When a company offers you a starting salary, you need to know how to calculate whether that salary will give you enough money after taxes to meet your financial obligations—and, you hope, meet your goals. Fortunately, there are plenty of online calculators that take the dirty work out of determining your payroll taxes , such as PaycheckCity. Then you need to consider state and for New York City city taxes in addition. Finally, take the time to learn to do your own taxes.

Tax software makes the job much easier than it was when your parents were starting out and ensures that you can file online. If meeting monthly health insurance premiums seems impossible, what will you do if you have to go to the emergency room—where a single visit for a minor injury like a broken bone can cost thousands of dollars? There are federal plans, or your state may have its own plan.

Look at quotes from different insurance providers to find the lowest rates and see if you qualify for a subsidy based on your income. If you have health issues, know that a more expensive plan could be cost-effective for you. Research all your options. If you can manage it, offer to reimburse them for the additional cost of keeping you on their plan. It also pays to take daily steps now to keep yourself healthy—such as eating fruits and vegetables, maintaining a healthy weight, exercising, not smoking, avoiding excessive alcohol consumption, and driving defensively.

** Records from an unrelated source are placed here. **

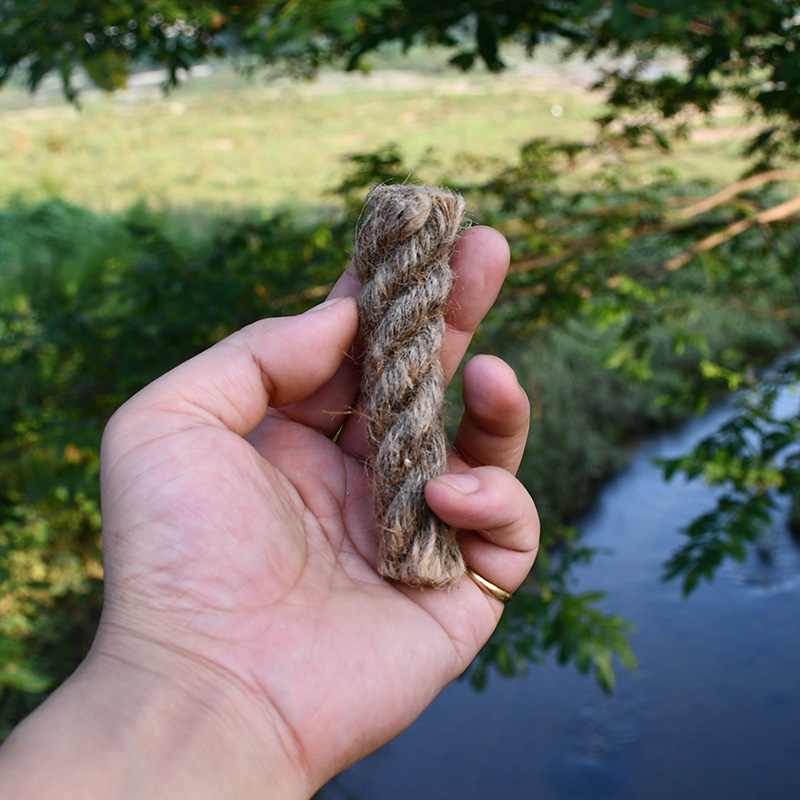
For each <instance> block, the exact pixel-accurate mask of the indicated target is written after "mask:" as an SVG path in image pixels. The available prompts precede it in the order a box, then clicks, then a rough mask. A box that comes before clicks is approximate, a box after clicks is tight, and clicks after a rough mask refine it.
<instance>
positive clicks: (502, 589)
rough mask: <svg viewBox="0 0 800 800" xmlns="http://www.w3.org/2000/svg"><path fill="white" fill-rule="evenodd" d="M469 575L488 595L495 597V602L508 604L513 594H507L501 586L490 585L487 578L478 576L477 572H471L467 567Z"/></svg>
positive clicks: (494, 598)
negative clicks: (501, 587)
mask: <svg viewBox="0 0 800 800" xmlns="http://www.w3.org/2000/svg"><path fill="white" fill-rule="evenodd" d="M467 575H469V576H470V578H472V580H474V581H475V583H477V584H478V586H480V588H481V589H483V591H484V592H486V594H490V595H491V596H492V597H494V599H495V600H499V601H500V602H501V603H507V602H508V601H509V600H510V599H511V592H507V591H506V590H505V589H501V588H500V587H499V586H495V585H494V584H493V583H489V581H487V580H486V578H482V577H481V576H480V575H478V573H477V572H475V571H474V570H471V569H470V568H469V567H467Z"/></svg>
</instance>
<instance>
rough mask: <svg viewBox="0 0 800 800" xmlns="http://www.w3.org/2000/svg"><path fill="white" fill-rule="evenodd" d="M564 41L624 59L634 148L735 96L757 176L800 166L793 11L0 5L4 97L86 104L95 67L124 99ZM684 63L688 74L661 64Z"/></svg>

All these behaviors can save you on medical bills down the road. If you rent, get renters insurance to protect the contents of your place from events such as burglary or fire. Disability insurance protects your greatest asset—the ability to earn an income—by providing you with a steady income if you ever become unable to work for an extended period of time due to illness or injury. There are a variety of vehicles in which you can invest your savings, such as high-interest savings accounts, money market funds, CDs, stocks, bonds, and mutual funds.

The first three are relatively free of risk, while the remaining three carry greater possibilities for financial setbacks but also greater possibilities for monetary rewards.